In a significant change to the way the world’s biggest sporting event is broadcast in Australia, SBS TV will show just 25 of the World Cup’s 64 matches.

And while that figure will include all of Australia’s matches and the finals, Optus – which will screen every match through its sport package – has exclusive rights to 39 fixtures.

The telco announced its plans for the World Cup on Tuesday as it celebrated retaining the broadcast rights for the English Premier League for a further three seasons.

Optus had previously restricted its sport coverage to internet and telephone customers but has lifted that condition in time for the tournament, hoping the World Cup leads to a surge in monthly subscriptions.

“As a leading content provider in Australian sport, we’ve made the decision to give everyone the opportunity to subscribe to Optus Sport and experience the state-of-the art sport coverage and insights we have available to our Optus customers,” Optus CEO Allen Lew said on Tuesday.

An Optus spokesperson told The New Daily the $14.95 fee is part of a monthly plan but has “no minimum contract period”, meaning fans will not be locked in to a lengthy deal if they wish to cancel at the end of the World Cup.

Optus hopes they will be convinced to stay, though, insisting fans “have shown that they love what we are doing” with the company’s Premier League coverage.

How does it work?

Consumers cannot watch Optus Sport through a television via traditional methods, unless you have one of the company’s Fetch boxes.

But Optus says it has “optimised the app to be compatible with all major smartphones, as well as web browsers, Apple TV and Chromecast, offering a truly flexible viewing experience”.

What that means is you can watch it through your television – as long as you stream it from a compatible device in the first place.

You can also watch Optus Sport via the company’s website.

What will the coverage be like?

In addition to every World Cup fixture live, Optus says it will be showing “dedicated pre- and post-game analysis for every game” in addition to live and on-demand viewing options.

Socceroos great Mark Schwarzer will be among Optus’ team on the ground in Russia, and the network’s coverage of the English Premier League has impressed fans.

Mark Schwarzer
Mark Schwarzer has seamlessly made the transition from player to commentator. Photo: Getty

The timing of the Russia tournament is not particularly time-friendly for Australian fans, so expect some form of on-demand highlights or review show that consumers can tune into the next morning.

And what is left for SBS?

SBS, which claimed to reach 10.7 million Australians during the coverage of the 2014 World Cup, will offer its 25 matches “live, free and in HD with exclusive commentary from Martin Tyler”.

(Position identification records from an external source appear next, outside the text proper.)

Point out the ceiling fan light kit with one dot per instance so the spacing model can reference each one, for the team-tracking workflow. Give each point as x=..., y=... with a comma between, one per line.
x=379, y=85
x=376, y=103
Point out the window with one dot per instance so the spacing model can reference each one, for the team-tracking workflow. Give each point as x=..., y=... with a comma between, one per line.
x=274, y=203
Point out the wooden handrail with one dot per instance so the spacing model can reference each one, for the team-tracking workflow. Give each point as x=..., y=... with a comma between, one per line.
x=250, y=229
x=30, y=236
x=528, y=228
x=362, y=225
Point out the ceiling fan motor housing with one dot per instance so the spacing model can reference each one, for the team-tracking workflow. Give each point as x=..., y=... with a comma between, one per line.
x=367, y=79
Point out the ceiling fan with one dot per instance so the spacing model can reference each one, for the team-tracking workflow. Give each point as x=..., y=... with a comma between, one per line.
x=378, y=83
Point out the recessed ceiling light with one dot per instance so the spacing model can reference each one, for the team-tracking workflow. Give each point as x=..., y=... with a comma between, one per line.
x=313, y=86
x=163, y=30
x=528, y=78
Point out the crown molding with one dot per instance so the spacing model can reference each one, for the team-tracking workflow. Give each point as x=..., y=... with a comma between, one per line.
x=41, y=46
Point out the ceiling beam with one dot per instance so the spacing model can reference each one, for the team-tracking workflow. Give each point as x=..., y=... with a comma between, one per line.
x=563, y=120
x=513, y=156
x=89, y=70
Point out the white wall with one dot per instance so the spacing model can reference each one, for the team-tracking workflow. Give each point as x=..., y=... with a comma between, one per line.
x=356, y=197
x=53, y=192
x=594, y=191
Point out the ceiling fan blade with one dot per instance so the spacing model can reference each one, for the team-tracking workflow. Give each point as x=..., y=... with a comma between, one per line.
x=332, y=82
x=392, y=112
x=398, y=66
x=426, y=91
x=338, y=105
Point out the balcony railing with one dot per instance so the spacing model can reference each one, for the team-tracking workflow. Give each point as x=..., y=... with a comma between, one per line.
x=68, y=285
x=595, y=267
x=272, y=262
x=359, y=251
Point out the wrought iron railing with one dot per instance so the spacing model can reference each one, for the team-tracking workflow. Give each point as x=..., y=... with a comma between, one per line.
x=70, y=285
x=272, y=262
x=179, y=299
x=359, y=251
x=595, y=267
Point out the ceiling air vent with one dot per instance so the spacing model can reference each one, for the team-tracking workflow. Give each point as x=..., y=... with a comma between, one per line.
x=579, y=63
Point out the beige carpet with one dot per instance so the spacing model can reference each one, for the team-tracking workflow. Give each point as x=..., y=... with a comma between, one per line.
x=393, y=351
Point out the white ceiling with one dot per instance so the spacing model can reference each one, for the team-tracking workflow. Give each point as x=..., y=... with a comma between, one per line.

The network will also stream all of its matches on The World Game website.

‘This is the way of the future’

Media expert Dr Sam Duncan said that fans had every right to be annoyed by the new deal.

“I think all fans of all sports who are used to accessing the game for free have the right to feel aggrieved when sports choose to make their game less accessible,” he told The New Daily.

“In a competitive sporting market where sports need money, it’s understandable to a point, but it doesn’t mean we have to like it.

“We’re constantly being asked to pay more to access what we once accessed for free … eventually we’ll have to say ‘no’.”

Australia Socceroos
Australia has never made it past the round of 16 stage at a World Cup.

But Duncan also said that the landscape around consuming sport was changing rapidly and that fans should get used to the idea of watching something via non-traditional methods.

“Telecommunication companies are a legitimate player in streaming sport and see sport as valuable content … this is the way of the future,” he said.

“Younger demographics are gravitating to the idea of watching sport on mobile devices.

“I don’t think traditional broadcasting of sport is going to die anytime soon, but I do think streaming is only going to become more prevalent and as such, the digital rights to all sports is going to rise in value.

“Our consumer habits are changing – more rapidly than we think.”